Klein's initiative would legally require CIRM to establish conflict of interest regulations that are "generally aligned with standards adopted by the National Academy of Sciences." That is new language that could provide a rationale for not creating tougher standards and take some of the heat off the agency and its directors. 

Jeff Sheehy, a longtime patient advocate member of the board and chair of its science committee, released to the California Stem Cell Report a 3,300-word critique of the Klein initiative. Sheehy said last week in his analysis, 
"Questions related to conflicts of interest regarding the distribution of $5.5 billion in state funds obtained via debt financing should NOT be handed to an entity that is not under the control of the State of California. In addition, the National Academy of Sciences has no public meeting requirements nor other measures around public accountability and transparency that are uniformly applied to all government bodies in California.
"Those sections removing conflicts of interest oversight from the purview of Californians should be removed. The way to address any concerns expressed around conflicts of interests by board members is to add new language changing the composition of the ICOC(the agency's governing board)."
For a look at one experience in California dealing with state stem cell issues and the NAS, see this item on the California Stem Cell Report. 
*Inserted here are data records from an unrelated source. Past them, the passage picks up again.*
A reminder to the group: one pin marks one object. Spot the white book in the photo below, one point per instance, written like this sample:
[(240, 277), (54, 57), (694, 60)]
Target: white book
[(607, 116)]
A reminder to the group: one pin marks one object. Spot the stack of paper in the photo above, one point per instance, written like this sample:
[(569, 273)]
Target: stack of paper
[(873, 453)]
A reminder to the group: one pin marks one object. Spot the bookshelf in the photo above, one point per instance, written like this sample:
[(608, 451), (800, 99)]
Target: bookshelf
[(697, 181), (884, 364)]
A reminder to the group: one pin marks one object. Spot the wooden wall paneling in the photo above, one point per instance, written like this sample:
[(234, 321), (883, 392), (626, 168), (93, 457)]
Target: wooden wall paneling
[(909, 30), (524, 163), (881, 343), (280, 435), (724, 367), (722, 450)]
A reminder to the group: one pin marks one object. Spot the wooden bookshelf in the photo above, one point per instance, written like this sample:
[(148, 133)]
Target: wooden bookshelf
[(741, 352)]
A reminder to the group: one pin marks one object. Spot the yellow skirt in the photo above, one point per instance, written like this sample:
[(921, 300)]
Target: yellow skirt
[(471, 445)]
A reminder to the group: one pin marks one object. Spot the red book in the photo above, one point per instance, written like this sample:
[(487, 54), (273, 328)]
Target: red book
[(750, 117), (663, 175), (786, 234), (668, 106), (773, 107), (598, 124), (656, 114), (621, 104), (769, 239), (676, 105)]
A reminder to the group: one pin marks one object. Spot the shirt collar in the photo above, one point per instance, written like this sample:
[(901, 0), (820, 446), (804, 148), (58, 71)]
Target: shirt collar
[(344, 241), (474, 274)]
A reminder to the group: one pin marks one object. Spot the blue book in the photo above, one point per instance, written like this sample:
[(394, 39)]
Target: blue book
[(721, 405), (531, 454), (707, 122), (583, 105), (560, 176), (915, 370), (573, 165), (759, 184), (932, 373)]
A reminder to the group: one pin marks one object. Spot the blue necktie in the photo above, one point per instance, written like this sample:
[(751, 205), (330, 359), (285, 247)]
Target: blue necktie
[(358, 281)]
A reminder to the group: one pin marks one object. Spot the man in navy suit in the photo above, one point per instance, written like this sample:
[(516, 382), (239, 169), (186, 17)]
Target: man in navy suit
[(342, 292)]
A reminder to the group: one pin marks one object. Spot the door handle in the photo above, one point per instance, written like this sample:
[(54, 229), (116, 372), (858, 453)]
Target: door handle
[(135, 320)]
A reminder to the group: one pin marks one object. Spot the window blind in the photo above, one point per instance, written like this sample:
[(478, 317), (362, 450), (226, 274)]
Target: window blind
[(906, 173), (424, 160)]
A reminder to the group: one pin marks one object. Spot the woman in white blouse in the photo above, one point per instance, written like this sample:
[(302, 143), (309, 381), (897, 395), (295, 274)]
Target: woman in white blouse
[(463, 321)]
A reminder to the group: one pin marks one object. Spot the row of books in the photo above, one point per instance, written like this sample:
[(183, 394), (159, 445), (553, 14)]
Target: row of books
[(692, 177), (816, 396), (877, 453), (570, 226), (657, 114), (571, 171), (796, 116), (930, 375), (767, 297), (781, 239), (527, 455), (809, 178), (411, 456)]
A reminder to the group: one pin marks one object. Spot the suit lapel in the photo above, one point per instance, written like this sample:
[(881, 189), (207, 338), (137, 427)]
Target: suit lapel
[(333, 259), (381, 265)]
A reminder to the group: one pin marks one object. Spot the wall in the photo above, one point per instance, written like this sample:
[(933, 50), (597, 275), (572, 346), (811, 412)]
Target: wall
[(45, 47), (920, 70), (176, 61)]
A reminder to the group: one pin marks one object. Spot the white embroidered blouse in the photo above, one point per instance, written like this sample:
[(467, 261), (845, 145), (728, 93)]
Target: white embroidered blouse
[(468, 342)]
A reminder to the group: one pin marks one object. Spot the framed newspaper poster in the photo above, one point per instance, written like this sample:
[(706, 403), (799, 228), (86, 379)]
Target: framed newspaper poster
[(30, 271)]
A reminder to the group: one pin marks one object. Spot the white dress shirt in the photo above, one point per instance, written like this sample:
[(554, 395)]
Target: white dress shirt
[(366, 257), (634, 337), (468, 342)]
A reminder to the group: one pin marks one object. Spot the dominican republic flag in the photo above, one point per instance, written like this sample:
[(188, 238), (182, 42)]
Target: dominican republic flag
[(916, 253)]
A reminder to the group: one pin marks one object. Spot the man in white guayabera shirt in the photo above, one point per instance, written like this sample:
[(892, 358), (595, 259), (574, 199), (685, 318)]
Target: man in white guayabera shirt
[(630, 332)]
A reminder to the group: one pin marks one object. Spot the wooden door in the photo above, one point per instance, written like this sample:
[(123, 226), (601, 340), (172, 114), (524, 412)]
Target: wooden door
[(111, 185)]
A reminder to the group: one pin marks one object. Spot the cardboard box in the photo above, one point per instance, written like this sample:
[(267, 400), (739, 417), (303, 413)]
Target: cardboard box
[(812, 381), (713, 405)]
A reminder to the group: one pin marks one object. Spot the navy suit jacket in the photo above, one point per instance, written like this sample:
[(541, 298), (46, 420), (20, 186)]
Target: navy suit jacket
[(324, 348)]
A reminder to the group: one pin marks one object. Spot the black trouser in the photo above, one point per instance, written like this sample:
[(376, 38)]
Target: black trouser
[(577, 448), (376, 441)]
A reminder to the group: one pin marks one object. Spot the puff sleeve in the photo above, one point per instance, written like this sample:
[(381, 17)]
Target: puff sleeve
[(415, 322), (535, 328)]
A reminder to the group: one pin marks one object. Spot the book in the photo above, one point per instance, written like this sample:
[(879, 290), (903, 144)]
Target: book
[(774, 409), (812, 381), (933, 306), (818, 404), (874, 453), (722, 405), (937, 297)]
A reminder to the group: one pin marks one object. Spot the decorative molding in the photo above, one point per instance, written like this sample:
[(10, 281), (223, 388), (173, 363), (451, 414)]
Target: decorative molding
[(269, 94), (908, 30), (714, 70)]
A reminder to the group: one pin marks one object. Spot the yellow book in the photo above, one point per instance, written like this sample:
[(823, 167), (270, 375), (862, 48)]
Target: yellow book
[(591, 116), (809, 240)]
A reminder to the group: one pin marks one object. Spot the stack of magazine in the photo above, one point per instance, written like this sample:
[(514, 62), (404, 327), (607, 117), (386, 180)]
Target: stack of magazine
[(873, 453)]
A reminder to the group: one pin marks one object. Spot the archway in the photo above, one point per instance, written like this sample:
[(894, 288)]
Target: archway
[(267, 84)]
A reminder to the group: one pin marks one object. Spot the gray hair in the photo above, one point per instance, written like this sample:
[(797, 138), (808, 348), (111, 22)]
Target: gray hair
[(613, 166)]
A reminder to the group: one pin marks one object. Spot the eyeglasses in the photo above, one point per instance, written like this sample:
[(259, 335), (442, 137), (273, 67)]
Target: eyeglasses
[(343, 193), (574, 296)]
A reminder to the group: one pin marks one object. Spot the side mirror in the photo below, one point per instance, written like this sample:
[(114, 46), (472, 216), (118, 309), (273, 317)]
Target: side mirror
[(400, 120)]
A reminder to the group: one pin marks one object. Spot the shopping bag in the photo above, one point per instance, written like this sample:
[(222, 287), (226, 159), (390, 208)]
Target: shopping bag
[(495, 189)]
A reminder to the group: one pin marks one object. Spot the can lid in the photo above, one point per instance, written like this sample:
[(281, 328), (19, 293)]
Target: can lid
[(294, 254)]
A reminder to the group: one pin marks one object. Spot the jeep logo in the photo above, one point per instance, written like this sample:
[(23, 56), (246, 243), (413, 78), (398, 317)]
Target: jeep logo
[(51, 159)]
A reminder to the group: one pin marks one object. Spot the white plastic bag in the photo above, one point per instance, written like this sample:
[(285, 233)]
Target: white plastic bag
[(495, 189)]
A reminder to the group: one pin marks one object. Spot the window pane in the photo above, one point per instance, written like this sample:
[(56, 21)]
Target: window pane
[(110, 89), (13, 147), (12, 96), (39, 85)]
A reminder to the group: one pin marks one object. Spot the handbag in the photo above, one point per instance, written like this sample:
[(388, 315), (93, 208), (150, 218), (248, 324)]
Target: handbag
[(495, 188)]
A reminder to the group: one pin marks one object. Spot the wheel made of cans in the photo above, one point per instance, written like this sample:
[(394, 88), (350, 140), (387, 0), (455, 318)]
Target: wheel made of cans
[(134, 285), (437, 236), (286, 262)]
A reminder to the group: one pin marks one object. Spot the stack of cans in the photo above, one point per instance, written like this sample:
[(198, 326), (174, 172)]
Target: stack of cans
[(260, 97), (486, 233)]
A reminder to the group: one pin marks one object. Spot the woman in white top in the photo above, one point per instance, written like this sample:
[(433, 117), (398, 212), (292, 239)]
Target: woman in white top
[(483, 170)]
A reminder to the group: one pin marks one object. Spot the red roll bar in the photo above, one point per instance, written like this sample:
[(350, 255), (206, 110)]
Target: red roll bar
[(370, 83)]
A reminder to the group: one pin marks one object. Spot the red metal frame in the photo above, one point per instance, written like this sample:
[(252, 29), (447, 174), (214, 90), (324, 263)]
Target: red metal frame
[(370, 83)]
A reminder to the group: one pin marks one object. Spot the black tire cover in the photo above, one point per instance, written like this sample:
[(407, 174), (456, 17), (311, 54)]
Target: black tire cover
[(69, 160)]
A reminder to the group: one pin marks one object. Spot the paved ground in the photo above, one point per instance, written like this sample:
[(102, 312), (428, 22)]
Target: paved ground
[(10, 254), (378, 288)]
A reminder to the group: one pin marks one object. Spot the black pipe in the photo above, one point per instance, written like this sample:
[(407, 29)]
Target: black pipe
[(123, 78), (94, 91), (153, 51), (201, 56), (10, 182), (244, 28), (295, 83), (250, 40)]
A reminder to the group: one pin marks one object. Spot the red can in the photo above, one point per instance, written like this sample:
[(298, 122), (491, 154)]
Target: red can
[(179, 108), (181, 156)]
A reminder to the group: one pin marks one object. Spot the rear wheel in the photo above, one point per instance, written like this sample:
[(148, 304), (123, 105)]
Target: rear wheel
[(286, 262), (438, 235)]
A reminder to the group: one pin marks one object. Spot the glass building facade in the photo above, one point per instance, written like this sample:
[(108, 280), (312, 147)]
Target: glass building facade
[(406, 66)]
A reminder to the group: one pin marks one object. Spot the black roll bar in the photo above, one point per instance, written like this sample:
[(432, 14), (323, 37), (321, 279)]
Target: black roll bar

On Friday Nov. 15, the CIRM board will meet to consider Klein's new initiative, which requires more than 600,000 signatures to be placed on the November 2020 ballot. Klein is the only person who can make changes in it. He has until Monday Nov. 18 at 5 p.m. to do so, if he wishes. 

Klein has not yet commented on the upcoming CIRM board hearing. The California Stem Cell Report will carry his written response verbatim when it is received.